3 años antes de la historia actual.

La joven caminaba por el bosque con paso tranquilo, disfrutando del aroma de los pinos en el aire refrescante de la noche. Llevaba una cesta colgando del brazo y cantaba una cancioncilla alegre. No iba por ningún sendero pero aun así sabía hacia donde tenía que encaminar sus pasos. Solía recorrer aquella ruta a menudo en busca de plantas y hiervas que le ayudaran en sus hechizos. Podía ver desde allí su casa. Una pequeña cabaña a las afueras del pueblo, rozando con la linde del bosque. Mientras estaba agachada mirando unos nuevos brotes de aloe vera oyó lo que parecía ser la respiración de alguien. Siguió el sonido y llegó hasta quien lo estaba haciendo. Una chica estaba recostada contra un árbol. Le costaba respirar y parecía que sufría cada vez que tenía que hacerlo, con un vistazo más de cerca la joven vio donde estaba el problema. Debajo de la mano que tenía presionada contra su costado había una gran cantidad de sangre. La oscuridad de la noche le había impedido verla a primera vista. Rápidamente la joven se agacho para inspeccionar la herida. Parecía un corte, seguramente alguien la había apuñalado con algún tipo de arma. Había perdido mucha sangre por lo que la herida debía de ser bastante profunda. La malherida se le había quedado mirando con desconfianza pero no debía de tener las suficientes fuerzas como para oponerse a nada de lo que estaba haciendo. Hurgó en uno de sus muchos bolsillos y sacó un pequeño botecito con un ungüento verdoso. Sin preguntar levantó las ropas de la chica y aplicó la mezcla sobre la herida haciendo que se retorciera a causa del escozor. Aun así no dejó escapar ningún sonido. Durante unos segundos ambas se quedaron esperando y entonces la joven herida se dio cuenta de que el dolor empezaba a desaparecer.
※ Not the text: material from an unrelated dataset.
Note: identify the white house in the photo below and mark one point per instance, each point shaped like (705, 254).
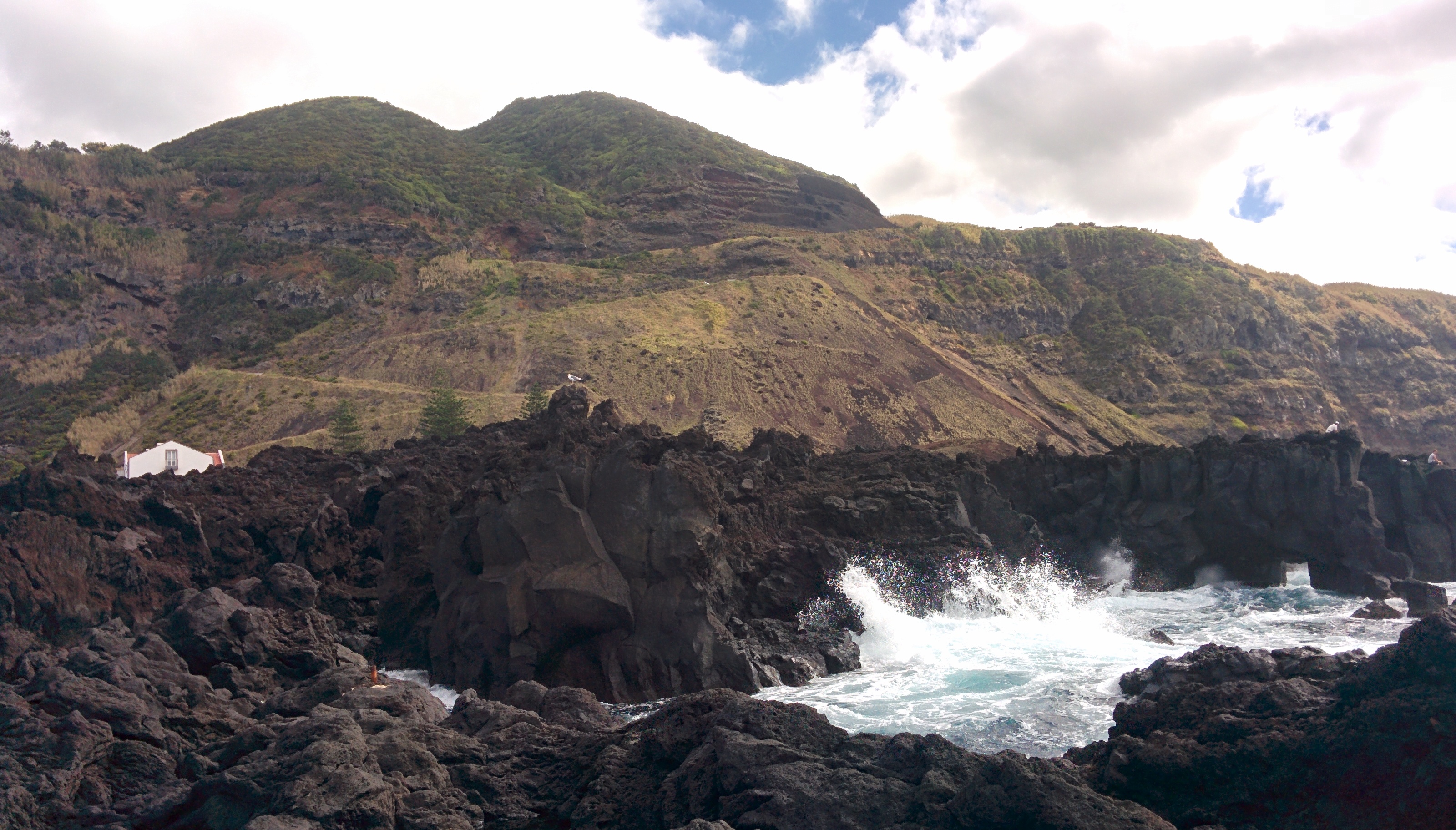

-Con esto tendrías que dejar de sentir dolor, al menos no será tan intenso. ¿Crees que podrás legar hasta allí? –La chica le señaló su cabaña. –Allí podré curarte del todo.

-S-si…

La ayudó a levantarse y dejó que se apoyara en ella para caminar.

-Gracias… Soy Ymir.

-Me llamo Sasha, encantada.

Una vez en la cabaña Ymir se echó sobre la cama. Aunque no sentía dolor la falta de sangre hacia que se sintiese fatigada e incapaz de nada. Sasha fue a por un vaso de agua y luego trajo más en un bol. Con un paño mojado le limpio la herida con cuidado y entonces colocó sus manos sobre su piel, lo más cerca posible del corte. Sintió calidez donde hasta hace poco solo había un frío cortante. Fue en aumento hasta hacerse algo incómodo pero lo aguantó sin quejarse. Cuando Sasha retiró sus manos dejó de sentirlo y entonces se dio cuenta de que ya no sentía dolor alguno. Se miró y vio que no había ni rastro de la herida, era como si nunca hubiera estado ahí.

-Es increíble. Nunca había visto una magia curativa tan potente. –Ymir aún se miraba sorprendida.

-Gracias.

La más alta miró a su alrededor. La cabaña era pequeña pero muy acogedora. Había ramilletes de plantas secas colgando en las paredes y botes de todo tipo en las estanterías.

-¿Eres algún tipo de curandera?

-No, em… bueno, puedes llamarlo como quieras. –La chica se encogió de hombros. –Soy una bruja pero mi único poder es curar a los demás. Es un don un poco raro.

-¿No te puedes curar a ti misma?

-No.

-Menuda putada de poder. –Ymir se rio sin preocuparse de cómo estaba haciendo sentirse a la chica.

Sasha fingió reírse también mientras se rascaba la cabeza y miraba a otro lado.

-Sí, ¿verdad? –Volvió a centrar la vista en su paciente. -¿Seguro que ya está todo bien?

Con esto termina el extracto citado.